This tested recipe for traditional gluten free pound cake is moist and tender, dense and buttery, just like you remember. It always gets rave reviews!
Why is it called a pound cake?
A traditional pound cake is so named because it’s made with a pound of flour, a pound of butter, a pound of sugar and a pound of eggs. Even so, most of the pound cake recipes I have shared with you have called for both butter and cream cheese.
But there’s certainly something to be said for tradition. And this is precisely the sort of pound cake that is perfect for layering into a lovely warm-weather trifle with all sorts of colorful berries.
Gluten free pound cake means tweaking the original formula
I’ve said it before, and at the risk of making you cross with me I’ll say it again: gluten free baking requires gluten free recipes. So the traditional formula for a pound cake just doesn’t work perfectly for gluten free.
This recipe in particular (unlike most recipes for pound cake) only makes 1 loaf, so it’s more like a half pound of this, a half pound of that as a starting point anyway.
Feel free to double, though, if you’re looking for 2 loaves or you’d like to make the recipe in a bundt or tube pan (just watch the baking time).
The batter is smooth and silky, and very thickly pourable. Once you add the eggs to the beaten butter and sugar mixture, it may look a bit curdled but it will smooth right back out when you add the flour mixture.
As always in baking, the temperature of the ingredients very important. In a recipe this simple, it’s especially important. The butter and eggs must be at room temperature for everything to combine properly.
If you add cold eggs to room temperature butter, the butter will clump.
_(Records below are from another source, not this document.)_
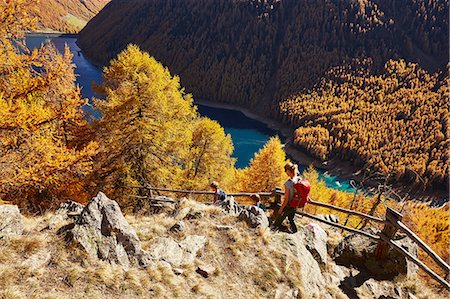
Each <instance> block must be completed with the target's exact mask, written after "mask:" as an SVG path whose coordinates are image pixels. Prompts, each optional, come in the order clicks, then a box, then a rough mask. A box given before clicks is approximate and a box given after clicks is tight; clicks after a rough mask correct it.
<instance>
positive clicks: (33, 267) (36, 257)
mask: <svg viewBox="0 0 450 299" xmlns="http://www.w3.org/2000/svg"><path fill="white" fill-rule="evenodd" d="M51 259H52V254H51V253H50V252H49V251H47V250H41V251H38V252H37V253H35V254H33V255H32V256H30V257H29V258H27V259H26V260H24V261H23V262H22V263H21V266H22V267H28V268H29V271H32V272H33V271H36V270H39V269H41V268H43V267H45V266H47V265H48V264H49V263H50V261H51Z"/></svg>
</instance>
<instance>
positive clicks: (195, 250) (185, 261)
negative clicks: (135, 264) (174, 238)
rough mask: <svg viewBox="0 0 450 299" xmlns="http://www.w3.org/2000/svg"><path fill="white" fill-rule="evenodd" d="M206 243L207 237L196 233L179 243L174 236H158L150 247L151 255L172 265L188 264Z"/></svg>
mask: <svg viewBox="0 0 450 299" xmlns="http://www.w3.org/2000/svg"><path fill="white" fill-rule="evenodd" d="M205 243H206V237H204V236H196V235H193V236H187V237H186V239H184V240H183V241H181V242H179V243H178V242H177V241H175V240H174V239H172V238H157V239H156V240H155V241H154V243H153V246H152V247H151V248H150V249H149V256H150V258H152V259H156V260H163V261H166V262H168V263H169V264H171V265H172V266H182V265H188V264H191V263H192V262H193V261H194V260H195V257H196V256H197V253H198V251H199V250H200V249H202V248H203V247H204V246H205Z"/></svg>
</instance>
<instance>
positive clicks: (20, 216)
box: [0, 205, 24, 239]
mask: <svg viewBox="0 0 450 299" xmlns="http://www.w3.org/2000/svg"><path fill="white" fill-rule="evenodd" d="M23 227H24V225H23V216H22V214H20V211H19V208H18V207H17V206H14V205H0V239H1V238H3V237H5V236H11V235H21V234H22V233H23Z"/></svg>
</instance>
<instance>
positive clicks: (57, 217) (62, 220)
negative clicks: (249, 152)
mask: <svg viewBox="0 0 450 299" xmlns="http://www.w3.org/2000/svg"><path fill="white" fill-rule="evenodd" d="M83 209H84V206H83V205H82V204H80V203H77V202H74V201H70V200H69V201H66V202H63V203H62V204H60V205H59V207H58V209H56V212H55V215H53V217H51V218H50V219H49V222H48V227H49V228H50V229H56V228H59V227H61V226H62V225H64V224H66V221H67V220H68V219H69V217H68V214H73V213H75V214H79V213H81V211H83Z"/></svg>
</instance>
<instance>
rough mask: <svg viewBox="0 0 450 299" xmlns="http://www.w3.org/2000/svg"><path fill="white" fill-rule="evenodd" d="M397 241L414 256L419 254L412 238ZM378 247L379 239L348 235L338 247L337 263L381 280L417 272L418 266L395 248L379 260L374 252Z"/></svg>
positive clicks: (337, 247)
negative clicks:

To bring cold eggs to room temperature, place them in a warm water bath and allow them to sit for about 15 minutes.
Cold butter can be chopped and microwaved for 10 seconds, no longer. Be sure to stop before the butter melts. If you don’t blend the ingredients properly, the butter will clump and then melt and leak out during baking.
There’s nothing else quite like the smooth baked interior and slightly crispy, perfectly browned crust of a traditional pound cake. The crumb of a pound cake is tighter and the cake itself denser than vanilla cake, but not at all dry.
It’s not too far off the 1:1:1:1 ratio of traditional “pound” cake, but the adjustments make it just as good made gluten free as it is made with gluten. We might have to get there a slightly different way, but we’ll get there.